Thirty-one consecutive
AIDS patients with cryptococcal disease were enrolled in a study of the efficacy and safety of short-course primary treatment with a relatively high dose of
amphotericin B (1 mg/[kg.d] for 14 days); 26 patients also received
flucytosine (100-150 mg/[kg.d], given either intravenously or orally). Twenty-five patients had
cryptococcal meningitis confirmed by culture, three had presumed
cryptococcal meningitis, and three had disseminated extrameningeal
cryptococcosis. After successful primary treatment, all patients were given oral
itraconazole or
fluconazole as suppressive
therapy, and their lifelong clinical and mycologic follow-up was planned. Successful primary
therapy was defined as the resolution of symptoms and the documentation of negative cultures of cerebrospinal fluid and/or blood 2 months after the initial diagnosis.

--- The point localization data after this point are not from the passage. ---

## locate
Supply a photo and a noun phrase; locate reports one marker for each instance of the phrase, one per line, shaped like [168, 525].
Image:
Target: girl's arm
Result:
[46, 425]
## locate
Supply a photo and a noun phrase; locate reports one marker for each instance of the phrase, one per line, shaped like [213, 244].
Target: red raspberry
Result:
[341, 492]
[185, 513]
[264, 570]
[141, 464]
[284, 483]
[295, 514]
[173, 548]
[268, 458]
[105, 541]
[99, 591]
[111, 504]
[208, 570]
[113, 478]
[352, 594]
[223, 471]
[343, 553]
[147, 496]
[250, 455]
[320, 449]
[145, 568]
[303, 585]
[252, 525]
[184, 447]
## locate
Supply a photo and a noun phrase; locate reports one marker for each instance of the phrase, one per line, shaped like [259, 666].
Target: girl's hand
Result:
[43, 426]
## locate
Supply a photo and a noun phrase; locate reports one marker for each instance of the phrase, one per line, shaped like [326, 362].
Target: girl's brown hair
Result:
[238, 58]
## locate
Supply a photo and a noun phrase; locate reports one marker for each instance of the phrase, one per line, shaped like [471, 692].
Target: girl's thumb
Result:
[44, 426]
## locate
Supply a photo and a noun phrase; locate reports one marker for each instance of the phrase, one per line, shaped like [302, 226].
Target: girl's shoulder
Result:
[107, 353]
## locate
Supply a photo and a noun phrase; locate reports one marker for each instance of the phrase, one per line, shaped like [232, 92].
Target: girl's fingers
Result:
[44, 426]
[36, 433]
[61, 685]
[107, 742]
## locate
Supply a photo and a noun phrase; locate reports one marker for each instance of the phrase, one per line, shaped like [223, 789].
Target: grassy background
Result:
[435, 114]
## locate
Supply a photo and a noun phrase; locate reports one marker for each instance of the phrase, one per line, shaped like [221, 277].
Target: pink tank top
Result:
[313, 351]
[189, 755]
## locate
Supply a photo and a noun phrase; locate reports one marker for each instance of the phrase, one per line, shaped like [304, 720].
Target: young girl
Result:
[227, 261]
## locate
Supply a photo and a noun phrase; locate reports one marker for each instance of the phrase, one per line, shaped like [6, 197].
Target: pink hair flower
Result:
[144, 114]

Therapy was successful in 29 (93.5%) of all 31 cases and in 26 (92.8%) of the 28 cases of culture-proven or presumed
cryptococcal meningitis. Nephrotoxicity developed as a result of
amphotericin B administration in seven cases; this adverse reaction required a reduction of the dose in two cases and the discontinuation of
therapy in five. No deaths due to
cryptococcosis were documented during primary
therapy. Treatment failed in two cases. During a mean observation period of 10.7 months, three relapses of the underlying
infection occurred. Our results indicate that an aggressive approach to the primary treatment of
cryptococcosis in
AIDS patients, with the administration of a relatively high dose of
amphotericin B for a relatively short period, is effective and well tolerated.